Distributed Tracing with OpenTelemetry

from opentelemetry import trace
from opentelemetry.exporter.otlp.proto.grpc.trace_exporter import OTLPSpanExporter
from opentelemetry.sdk.trace import TracerProvider
from opentelemetry.sdk.trace.export import BatchSpanProcessor

tracer_provider = TracerProvider()
otlp_exporter = OTLPSpanExporter(endpoint="tempo:4317", insecure=True)
tracer_provider.add_span_processor(BatchSpanProcessor(otlp_exporter))
trace.set_tracer_provider(tracer_provider)

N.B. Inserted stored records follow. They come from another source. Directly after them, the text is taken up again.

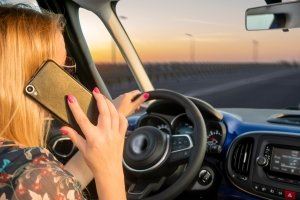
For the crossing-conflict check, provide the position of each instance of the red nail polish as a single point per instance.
(71, 99)
(63, 131)
(96, 90)
(146, 95)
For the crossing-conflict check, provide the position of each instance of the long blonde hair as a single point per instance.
(27, 38)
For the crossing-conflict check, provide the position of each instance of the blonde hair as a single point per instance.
(27, 39)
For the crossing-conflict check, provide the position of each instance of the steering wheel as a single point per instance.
(153, 159)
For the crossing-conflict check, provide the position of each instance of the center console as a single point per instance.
(266, 164)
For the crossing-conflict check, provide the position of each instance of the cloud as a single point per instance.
(202, 22)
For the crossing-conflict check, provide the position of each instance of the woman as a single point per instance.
(27, 170)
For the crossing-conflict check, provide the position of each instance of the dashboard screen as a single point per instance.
(286, 161)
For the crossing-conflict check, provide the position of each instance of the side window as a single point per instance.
(106, 55)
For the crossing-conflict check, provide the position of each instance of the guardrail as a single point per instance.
(119, 75)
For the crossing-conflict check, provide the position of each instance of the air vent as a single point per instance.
(241, 158)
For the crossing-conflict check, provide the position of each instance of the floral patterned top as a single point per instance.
(34, 174)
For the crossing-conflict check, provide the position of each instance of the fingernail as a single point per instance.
(63, 131)
(146, 95)
(96, 90)
(71, 98)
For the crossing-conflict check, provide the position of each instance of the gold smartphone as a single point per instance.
(50, 86)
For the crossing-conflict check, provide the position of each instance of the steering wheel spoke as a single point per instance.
(181, 146)
(143, 188)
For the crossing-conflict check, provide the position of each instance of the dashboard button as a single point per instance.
(256, 186)
(271, 191)
(263, 188)
(279, 192)
(289, 195)
(261, 161)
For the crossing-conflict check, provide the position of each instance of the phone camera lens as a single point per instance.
(30, 89)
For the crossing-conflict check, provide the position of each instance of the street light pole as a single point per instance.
(192, 46)
(255, 50)
(113, 45)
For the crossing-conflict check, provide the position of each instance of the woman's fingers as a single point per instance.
(137, 103)
(123, 124)
(80, 117)
(77, 140)
(114, 115)
(104, 119)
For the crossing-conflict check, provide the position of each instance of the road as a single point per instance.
(265, 89)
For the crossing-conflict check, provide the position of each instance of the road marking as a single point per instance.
(239, 83)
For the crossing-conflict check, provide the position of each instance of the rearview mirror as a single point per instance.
(274, 16)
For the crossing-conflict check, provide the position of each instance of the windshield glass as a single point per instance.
(202, 49)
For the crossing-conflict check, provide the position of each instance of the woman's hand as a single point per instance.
(126, 106)
(103, 145)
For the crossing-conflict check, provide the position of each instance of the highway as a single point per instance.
(238, 85)
(267, 89)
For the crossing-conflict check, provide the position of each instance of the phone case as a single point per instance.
(50, 86)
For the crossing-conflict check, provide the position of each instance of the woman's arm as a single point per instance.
(124, 104)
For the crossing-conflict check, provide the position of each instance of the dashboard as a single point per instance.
(249, 154)
(219, 174)
(181, 124)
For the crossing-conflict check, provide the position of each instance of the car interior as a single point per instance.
(180, 146)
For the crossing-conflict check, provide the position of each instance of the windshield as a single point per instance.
(201, 49)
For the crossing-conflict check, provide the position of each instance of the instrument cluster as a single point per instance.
(181, 124)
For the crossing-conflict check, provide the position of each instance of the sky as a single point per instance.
(158, 31)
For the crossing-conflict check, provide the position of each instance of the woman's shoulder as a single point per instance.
(14, 157)
(30, 173)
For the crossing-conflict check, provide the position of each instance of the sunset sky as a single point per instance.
(158, 31)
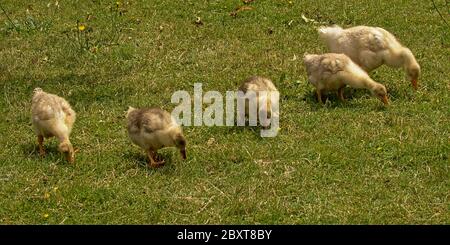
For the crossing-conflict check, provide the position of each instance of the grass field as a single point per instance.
(353, 162)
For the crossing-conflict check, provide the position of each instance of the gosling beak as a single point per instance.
(384, 99)
(183, 153)
(415, 84)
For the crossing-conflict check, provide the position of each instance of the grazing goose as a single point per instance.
(334, 71)
(371, 47)
(153, 129)
(53, 116)
(259, 84)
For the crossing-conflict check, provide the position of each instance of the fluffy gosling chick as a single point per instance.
(53, 116)
(259, 84)
(334, 71)
(153, 129)
(371, 47)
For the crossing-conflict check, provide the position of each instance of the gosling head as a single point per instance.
(67, 149)
(380, 91)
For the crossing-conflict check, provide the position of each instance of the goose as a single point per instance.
(330, 72)
(371, 47)
(258, 84)
(153, 129)
(53, 116)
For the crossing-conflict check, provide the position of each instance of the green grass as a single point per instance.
(353, 162)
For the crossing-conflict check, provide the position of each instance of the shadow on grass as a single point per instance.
(332, 101)
(141, 160)
(31, 150)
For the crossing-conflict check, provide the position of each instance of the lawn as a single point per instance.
(356, 162)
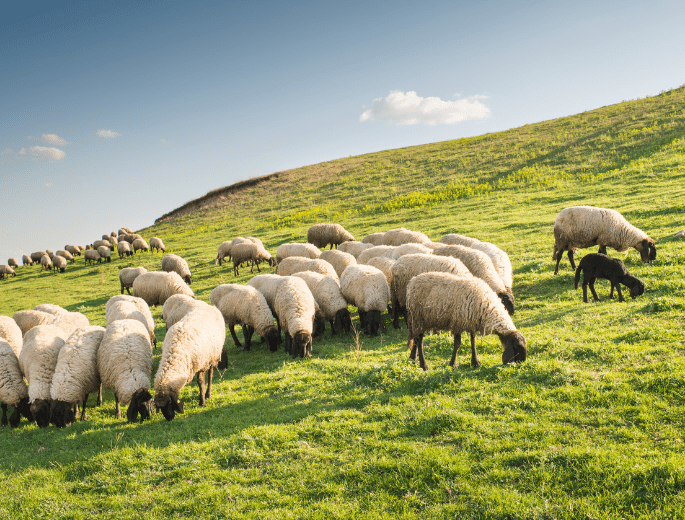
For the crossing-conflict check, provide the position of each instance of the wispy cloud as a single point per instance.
(42, 152)
(54, 139)
(400, 108)
(108, 134)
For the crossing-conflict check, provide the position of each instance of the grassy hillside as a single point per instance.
(590, 426)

tracer = trace.get_tracer(__name__)

with tracer.start_as_current_span("process_order") as span:
    span.set_attribute("order.id", order_id)
    process_payment()
    update_inventory()

SLO-Driven Alerting

LevelDefinitionAlerting rule
SLIService Level Indicator — what you measurerequest_latency < 200ms
SLOService Level Objective — target over time99.9% of requests < 200ms over 30 days
SLAService Level Agreement — contract with users99.9% uptime with financial penalty
# Prometheus alerting rule
groups:
  - name: api_slo
    rules:
      - alert: HighErrorRate
        expr: |
          (
            sum(rate(http_requests_total{status=~"5.."}[5m]))
            /
            sum(rate(http_requests_total[5m]))
          ) > 0.001
        for: 5m
        labels:
          severity: critical
        annotations:
          summary: "Error rate exceeds 0.1%"

Correlating Signals

Use a shared trace_id to link logs, metrics, and traces:

{
  "timestamp": "2026-06-25T10:00:00Z",
  "level": "ERROR",
  "message": "Payment processing failed",
  "trace_id": "abc123",
  "span_id": "def456",
  "service": "payment-service"
}

In Grafana: search logs by trace_id, jump to the corresponding trace in Tempo/Jaeger, then view the metrics dashboard for the involved services.

Common Mistakes

  • Alerting on symptoms instead of SLOs — “CPU is high” is not actionable; “error rate exceeds SLO” is
  • No log sampling or retention policy — logs grow infinitely; define hot/warm/cold storage tiers
  • Trace sampling too aggressive — sampling 100% of traffic can overwhelm backends; use head-based or tail-based sampling
  • Dashboard sprawl — too many dashboards = no one uses them. Consolidate into golden signals per service.
  • Missing correlation IDs — without trace IDs, debugging distributed failures is guesswork

FAQ

What is the difference between monitoring and observability? Monitoring asks known questions with predefined dashboards. Observability enables asking new questions about unknown problems by exploring telemetry.

Do I need all three pillars? Start with metrics and logs. Add traces when you have distributed systems where request flow is non-obvious.

Can I use managed services instead of self-hosted? Yes. Datadog, New Relic, Dynatrace, and AWS/GCP/Azure observability suites are fully managed alternatives with faster setup but higher cost.